I'm using nrf52840, Segger 4.52c, Windows 10. Light Switch Mesh Example. Mesh SDK 4.1 NRF5 SDK 16 Softdevice 7.0.1
I successfully added TWI communication to this example and I am reading the MCP39F521 TWI device. It works great but I recently added a humidity sensor to the mix and implemented nrf_twi_mngr class once I saw where the two devices would stop reading after a while. The problem is that even though the manager schedules the TWI transmissions, I still have an error occurring whenever the humidity sensor starts a read cycle.
So here is a bit of information on the TWI devices: The Humidity sensor requires 40ms to complete a calculation cycle after ith gets the command to do so. Therefore I have a app_timer which sends the measurement request, waits 40ms, then sends the read request and waits 1 second before doing it again. The MCP39F521 is being polled every 20ms for a voltage reading. I have to write the command to it, wait 10-15ms and then read the data from it.
The error usually occurs when the humidity sensor asks for a measurement request. The TWI manager callbacks stop coming in and the buffer fills up and throws a NRF_ERROR_NO_MEM error. I can't figure out why the callbacks stop firing.
Can anyone point me in the right direction?
Have you done any scoping on the bus to see what is going on? Is there any chance you could be overloading the bus?
Is the problem consistent, or does it happen more randomly?
Will everything work fine if you only read the humidity sensor, or do you need to have both sensors enabled for the issue to occur?
Sadly I don't have access to a scope at the moment, but I see where you are going. First, to answer all your questions:
Everything works OK with either the humidity sensor or the MCP device alone. It's only when information is being passed by both that the error occurs. The problem is consistent. The time to see the issue is faster if I increase the read rate of the humidity sensor. The problem does not occur on the first read cycle, it typically takes about 5 seconds for the problem to show after starting the program.
In regards to overloading the bus, I have run a test where I slow down the read rates to about 3 times a second for the MCP device and once a second for the Humidity sensor but the error still occurs, it just takes a lot longer to happen.
While writing this I was able to identify a pattern by using the debugger.
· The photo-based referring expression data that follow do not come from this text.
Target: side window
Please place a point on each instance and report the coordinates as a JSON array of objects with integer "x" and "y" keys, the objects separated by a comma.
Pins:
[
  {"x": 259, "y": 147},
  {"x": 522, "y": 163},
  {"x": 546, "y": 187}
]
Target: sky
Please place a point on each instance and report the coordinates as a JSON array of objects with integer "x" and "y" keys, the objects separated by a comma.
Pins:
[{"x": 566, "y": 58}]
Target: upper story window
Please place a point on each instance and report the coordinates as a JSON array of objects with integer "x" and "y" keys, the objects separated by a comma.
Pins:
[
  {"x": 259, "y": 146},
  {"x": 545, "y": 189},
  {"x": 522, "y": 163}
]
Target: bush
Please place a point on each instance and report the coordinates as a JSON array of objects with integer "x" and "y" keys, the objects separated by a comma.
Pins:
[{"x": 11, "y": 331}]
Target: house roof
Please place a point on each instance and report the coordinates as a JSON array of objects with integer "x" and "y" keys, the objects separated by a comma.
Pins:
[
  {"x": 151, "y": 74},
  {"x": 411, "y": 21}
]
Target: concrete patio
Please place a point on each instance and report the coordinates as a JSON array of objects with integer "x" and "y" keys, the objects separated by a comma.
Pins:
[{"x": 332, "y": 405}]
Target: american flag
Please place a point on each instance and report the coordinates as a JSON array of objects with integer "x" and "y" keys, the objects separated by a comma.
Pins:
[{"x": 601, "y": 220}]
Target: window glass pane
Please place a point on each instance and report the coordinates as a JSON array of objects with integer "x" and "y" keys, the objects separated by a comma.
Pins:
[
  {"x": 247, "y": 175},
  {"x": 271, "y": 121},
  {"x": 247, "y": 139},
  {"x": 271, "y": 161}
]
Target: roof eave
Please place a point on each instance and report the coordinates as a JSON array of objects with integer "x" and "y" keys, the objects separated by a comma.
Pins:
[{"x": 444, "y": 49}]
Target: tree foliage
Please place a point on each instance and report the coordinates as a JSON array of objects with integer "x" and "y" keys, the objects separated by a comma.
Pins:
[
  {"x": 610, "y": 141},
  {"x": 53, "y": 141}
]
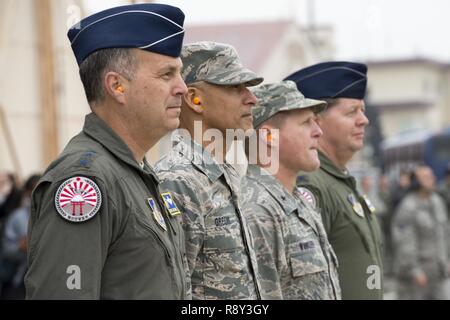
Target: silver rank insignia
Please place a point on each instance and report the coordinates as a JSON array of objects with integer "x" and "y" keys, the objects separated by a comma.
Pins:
[
  {"x": 157, "y": 214},
  {"x": 170, "y": 204},
  {"x": 357, "y": 207},
  {"x": 307, "y": 195},
  {"x": 369, "y": 204}
]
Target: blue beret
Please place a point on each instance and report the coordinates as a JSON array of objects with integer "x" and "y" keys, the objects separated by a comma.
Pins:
[
  {"x": 148, "y": 26},
  {"x": 332, "y": 80}
]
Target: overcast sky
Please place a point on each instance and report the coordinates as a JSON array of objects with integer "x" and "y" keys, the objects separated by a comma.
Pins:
[{"x": 364, "y": 29}]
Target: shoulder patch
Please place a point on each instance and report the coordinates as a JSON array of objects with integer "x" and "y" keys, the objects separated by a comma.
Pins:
[
  {"x": 307, "y": 195},
  {"x": 170, "y": 204},
  {"x": 157, "y": 214},
  {"x": 78, "y": 199}
]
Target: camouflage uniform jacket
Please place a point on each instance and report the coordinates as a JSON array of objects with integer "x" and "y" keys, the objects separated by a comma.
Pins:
[
  {"x": 295, "y": 258},
  {"x": 419, "y": 233},
  {"x": 217, "y": 238}
]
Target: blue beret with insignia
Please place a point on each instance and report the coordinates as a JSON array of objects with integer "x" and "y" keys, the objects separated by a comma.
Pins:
[
  {"x": 153, "y": 27},
  {"x": 338, "y": 79}
]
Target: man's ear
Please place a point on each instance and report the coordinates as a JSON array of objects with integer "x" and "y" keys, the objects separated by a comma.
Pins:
[
  {"x": 268, "y": 135},
  {"x": 193, "y": 99},
  {"x": 115, "y": 86}
]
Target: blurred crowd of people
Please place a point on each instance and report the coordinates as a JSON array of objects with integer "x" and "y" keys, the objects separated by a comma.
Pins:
[
  {"x": 15, "y": 199},
  {"x": 413, "y": 211}
]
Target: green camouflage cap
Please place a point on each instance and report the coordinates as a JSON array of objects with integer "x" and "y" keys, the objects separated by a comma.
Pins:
[
  {"x": 281, "y": 96},
  {"x": 215, "y": 63}
]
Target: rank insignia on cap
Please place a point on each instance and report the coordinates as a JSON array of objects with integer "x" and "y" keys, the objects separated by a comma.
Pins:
[
  {"x": 307, "y": 195},
  {"x": 369, "y": 204},
  {"x": 157, "y": 214},
  {"x": 356, "y": 205},
  {"x": 170, "y": 204},
  {"x": 78, "y": 199}
]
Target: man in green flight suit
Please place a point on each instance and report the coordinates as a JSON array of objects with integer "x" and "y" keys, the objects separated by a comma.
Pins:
[
  {"x": 348, "y": 216},
  {"x": 98, "y": 228}
]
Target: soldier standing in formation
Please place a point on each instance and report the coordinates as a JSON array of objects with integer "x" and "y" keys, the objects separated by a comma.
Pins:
[
  {"x": 295, "y": 259},
  {"x": 206, "y": 188},
  {"x": 420, "y": 240},
  {"x": 348, "y": 216}
]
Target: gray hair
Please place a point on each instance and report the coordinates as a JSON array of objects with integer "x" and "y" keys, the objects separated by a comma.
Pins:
[{"x": 97, "y": 64}]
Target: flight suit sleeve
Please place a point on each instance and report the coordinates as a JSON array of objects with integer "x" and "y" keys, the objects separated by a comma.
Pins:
[
  {"x": 190, "y": 198},
  {"x": 65, "y": 258},
  {"x": 405, "y": 241}
]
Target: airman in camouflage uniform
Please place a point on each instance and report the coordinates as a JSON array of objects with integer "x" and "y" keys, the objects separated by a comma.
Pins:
[
  {"x": 419, "y": 234},
  {"x": 207, "y": 189},
  {"x": 348, "y": 216},
  {"x": 295, "y": 259}
]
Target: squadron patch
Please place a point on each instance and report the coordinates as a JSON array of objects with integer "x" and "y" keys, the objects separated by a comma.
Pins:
[
  {"x": 78, "y": 199},
  {"x": 357, "y": 207},
  {"x": 157, "y": 214},
  {"x": 170, "y": 204},
  {"x": 307, "y": 195}
]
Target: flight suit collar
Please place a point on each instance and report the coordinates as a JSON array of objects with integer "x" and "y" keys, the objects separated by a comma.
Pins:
[
  {"x": 198, "y": 156},
  {"x": 99, "y": 131}
]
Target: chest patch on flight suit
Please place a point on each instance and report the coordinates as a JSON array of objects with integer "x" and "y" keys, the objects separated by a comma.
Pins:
[
  {"x": 157, "y": 214},
  {"x": 357, "y": 207},
  {"x": 170, "y": 204},
  {"x": 78, "y": 199},
  {"x": 307, "y": 195}
]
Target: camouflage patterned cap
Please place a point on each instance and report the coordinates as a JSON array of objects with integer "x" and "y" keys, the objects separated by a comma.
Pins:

The problem always occurs if nrf_queue.c pushes an element before the callback for the previous request fires. I was under the impression that the TWI manager would only send a new TWI request after it completed the previous request. So for example, if I send a read request the bus should be held open until I have received all the bytes of data I am requesting, then the bus would close and another request would be sent after. How can I prevent the queue from sending a request too early?
Here is a screenshot of my debug logs.
element 0x2003EF54 = Read request to MCP device
element 0x2003EF44 = Write command to MCP device
element 0x2003EF64 = Read/Write request to humidity sensor (not sure why they share the same element id)
The above shows that after element 0x2003EF64 is sent at timestamp 1394078 the write_hih8120_registers_cb callback fires 6 ticks later. This section was OK, no errors here but:
The write command to MCP device was sent at timestamp 1428164, 8 ticks later a write command was sent to the humidity sensor then the write callback for the MCP returned and all other callbacks stopped and the buffer filled up (the size is 10 transactions).
Further details on my implementation:
I created two classes to handle each TWI device. During initialization I pass a pointer to the TWI manager to each class and allow them to send and receive their own requests, that way they can handle all the calculations and timings and just pass the results main.
So the issue is that the queue is able to send requests before a previous request completes. Can you advise how to prevent that?
One comment I got from one of the developers is that the NO_MEM error occurs when the TWI manager queue fills up, and increasing the size of the queue might be enough to solve this issue.
Can you try to increase the size of the queue, in the call to NRF_TWI_MNGR_DEF ?
Assuming all it does is increase the time until the error occurs, does the transactions appear to go through successfully before it happens (ie do you get the expected data from the sensors) ?
If you can try some larger numbers like 20-50 and see what happens it would be useful.
In the mean time I will try to figure out a way to reproduce your issues on my end if increasing the queue size is not sufficient.
I have been able to resolve the issue. Apparently , the crash happens when a command is sent too soon after a write command to the MCP device. Once I changed my request timing to ensure that a write request is made to the humidity sensor first then everything runs smoothly. Once I get access to a scope I will confirm what happens after the MCP device receives a write command that could have caused that issue.